Friday, November 04, 2016

Dumpster Full of Denial


This is what happens when leaders, and the people who enable them, deny the urgency of environmental issues. This dumpster outside Princeton High School is filled with the warped remains of a performing arts stage--a stage my daughter's choir was supposed to perform on this past month. What's the stage doing in a dumpster?

The stage, as explained in another post, was warped by flooding caused by a sudden, intense storm in late July that caught the highschool staff unprepared. The flooding, which caused $150,000 of damage to the school basement, plus the expense of replacing the stage and accompanying disruption of school rehearsals and performances, was avoidable. In fact, a flood in 2009 caused the same destruction, and in the intervening years, I had offered a solution to two superintendents, a facilities director, a schoolboard committee, and town engineers, and urged them to act. Nothing was done, and sure enough, history repeated itself, as can be seen in this video.
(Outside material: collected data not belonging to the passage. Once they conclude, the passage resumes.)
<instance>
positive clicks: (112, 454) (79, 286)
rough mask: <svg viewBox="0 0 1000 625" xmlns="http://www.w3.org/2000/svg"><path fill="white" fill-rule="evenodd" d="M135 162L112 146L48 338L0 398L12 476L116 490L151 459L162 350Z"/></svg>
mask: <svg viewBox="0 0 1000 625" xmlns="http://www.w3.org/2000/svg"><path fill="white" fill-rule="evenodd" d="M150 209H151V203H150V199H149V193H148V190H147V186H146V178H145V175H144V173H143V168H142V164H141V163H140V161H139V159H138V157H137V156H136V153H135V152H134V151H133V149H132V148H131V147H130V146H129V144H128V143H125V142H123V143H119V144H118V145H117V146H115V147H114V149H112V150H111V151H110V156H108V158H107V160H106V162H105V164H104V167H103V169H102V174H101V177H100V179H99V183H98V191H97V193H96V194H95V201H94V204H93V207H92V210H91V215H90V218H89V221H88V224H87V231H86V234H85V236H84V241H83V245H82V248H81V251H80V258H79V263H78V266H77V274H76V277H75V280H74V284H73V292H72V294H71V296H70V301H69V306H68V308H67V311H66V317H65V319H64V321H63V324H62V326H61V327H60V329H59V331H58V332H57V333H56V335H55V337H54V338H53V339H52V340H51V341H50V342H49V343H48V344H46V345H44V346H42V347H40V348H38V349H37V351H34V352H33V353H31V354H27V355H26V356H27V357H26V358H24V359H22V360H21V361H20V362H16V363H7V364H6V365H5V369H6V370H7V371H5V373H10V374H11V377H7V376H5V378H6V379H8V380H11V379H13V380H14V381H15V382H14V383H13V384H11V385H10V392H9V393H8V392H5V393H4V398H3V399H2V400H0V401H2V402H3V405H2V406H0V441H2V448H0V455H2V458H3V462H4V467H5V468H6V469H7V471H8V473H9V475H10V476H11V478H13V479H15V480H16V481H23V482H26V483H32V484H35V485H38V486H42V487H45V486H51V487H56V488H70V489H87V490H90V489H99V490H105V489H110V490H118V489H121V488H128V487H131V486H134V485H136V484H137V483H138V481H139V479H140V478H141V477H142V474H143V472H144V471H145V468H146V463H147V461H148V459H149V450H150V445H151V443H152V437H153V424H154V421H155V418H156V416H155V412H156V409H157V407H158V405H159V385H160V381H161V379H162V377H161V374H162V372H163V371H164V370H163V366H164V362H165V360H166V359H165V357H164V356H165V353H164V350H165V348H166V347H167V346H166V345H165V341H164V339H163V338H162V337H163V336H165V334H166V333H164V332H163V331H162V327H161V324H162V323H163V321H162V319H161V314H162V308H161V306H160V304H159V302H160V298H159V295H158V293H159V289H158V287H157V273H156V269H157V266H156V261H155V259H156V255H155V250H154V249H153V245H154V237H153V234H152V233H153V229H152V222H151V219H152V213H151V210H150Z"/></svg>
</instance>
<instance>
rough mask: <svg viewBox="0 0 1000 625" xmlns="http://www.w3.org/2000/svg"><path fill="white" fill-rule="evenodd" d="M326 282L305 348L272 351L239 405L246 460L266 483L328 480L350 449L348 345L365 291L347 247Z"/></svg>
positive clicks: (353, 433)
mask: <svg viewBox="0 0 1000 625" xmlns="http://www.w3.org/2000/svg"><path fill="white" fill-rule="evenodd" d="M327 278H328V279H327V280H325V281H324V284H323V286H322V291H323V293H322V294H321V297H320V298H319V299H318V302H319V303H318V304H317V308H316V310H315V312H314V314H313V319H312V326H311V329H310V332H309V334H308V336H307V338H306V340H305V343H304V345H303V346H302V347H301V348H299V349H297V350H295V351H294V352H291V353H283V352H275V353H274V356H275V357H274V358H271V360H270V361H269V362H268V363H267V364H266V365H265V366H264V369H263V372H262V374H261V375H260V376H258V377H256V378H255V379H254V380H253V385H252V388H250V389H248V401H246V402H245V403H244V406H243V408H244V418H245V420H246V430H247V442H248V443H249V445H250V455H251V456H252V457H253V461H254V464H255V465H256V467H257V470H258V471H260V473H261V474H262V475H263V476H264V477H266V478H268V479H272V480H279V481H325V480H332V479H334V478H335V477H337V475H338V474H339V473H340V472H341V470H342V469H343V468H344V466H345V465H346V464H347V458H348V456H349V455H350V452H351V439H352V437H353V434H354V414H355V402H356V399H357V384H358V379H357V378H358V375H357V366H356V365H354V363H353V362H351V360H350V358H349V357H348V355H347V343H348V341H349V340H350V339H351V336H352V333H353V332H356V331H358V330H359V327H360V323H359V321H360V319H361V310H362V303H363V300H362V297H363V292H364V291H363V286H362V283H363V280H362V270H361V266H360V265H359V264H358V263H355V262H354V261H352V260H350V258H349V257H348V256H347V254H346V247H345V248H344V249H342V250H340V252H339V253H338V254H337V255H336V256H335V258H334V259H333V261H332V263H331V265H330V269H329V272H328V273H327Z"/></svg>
I've been told that insurance will cover the expense after a $10,000 deductible, but you'd think the school's insurance rates would rise after recurrent claims.

My habit is to see problems coming--flooding, climate change--and offer practical solutions before it's too late. Oftentimes, those solutions include a way to save tax dollars while becoming more environmentally sustainable. Even so, the solutions tend to be resisted. Princetonians generally don't deny that problems like climate change exist, but there is a widespread denial of urgency. Life goes on with little attention paid to the insidious collateral environmental damage our lifestyles cause, day after day--the climate changing gases rising invisibly from our chimneys and exhaust pipes, the discarded plastics that sneak into stormdrains and waterways. We pretend that good people with good intentions couldn't possibly do harm. And besides, what could our little big town possibly contribute to solving environmental problems that are global in scope?

Interestingly, such problems as racism, child abuse, and bullying are also global problems, and yet we don't excuse those behaviors in Princeton on the premise that any progress we make here would have little global impact. Abuse of the planet, in contrast, is legal and unintentional; it's victims are distant in time and space; they lack names and faces. Some forms of environmental pollution are temporary in impact, but the climate change we feed is forever. Unlike racism and other abuses of humanity, our climate legacy will destabilize civilization and the natural world for 1000s of years. How could leaders who surely care deeply about children, their education and futures, deprioritize such a profound and troubling physical legacy? Each year the town council sets priorities and goals, and each year sustainability slips below the threshold.

What's missing is a deep sense of awareness and caring about the physical world that serves as the foundation for our lives. Is the building safe from inundation? Is our shared atmosphere safe from inundation of fossil carbon?

There is a denial, too, that solutions could actually save money. Inaction, as the high school discovered, can be expensive. Solar is free now. Lease some panels and they'll be installed on the roof for free, and your savings on energy begin on day one. And yet parking lots, school roofs, and residential roofs with good orientation and exposure remain empty. People must think it's too good to be true, or that the predicted consequences of continued dependence on fossil fuels must be too bad to be true.


Though I wasn't invited to attend, school and Westminster Choir College officials met with town engineers after the most recent flood to discuss what to do. Will they build a wetland in Westminster's (apparently unbuildable) field to divert future floodwaters safely away from the school?

In the meantime, sustainability in a prosperous, highly regarded town like Princeton is taking the form of sandbags.



1 comment:

Stanton de Riel said...

So, regarding sandbagging as planned emergency flooding prevention: might one surmise that the campaign noontime kickoff meeting blurb for this reads: "Bring a bag launch!"?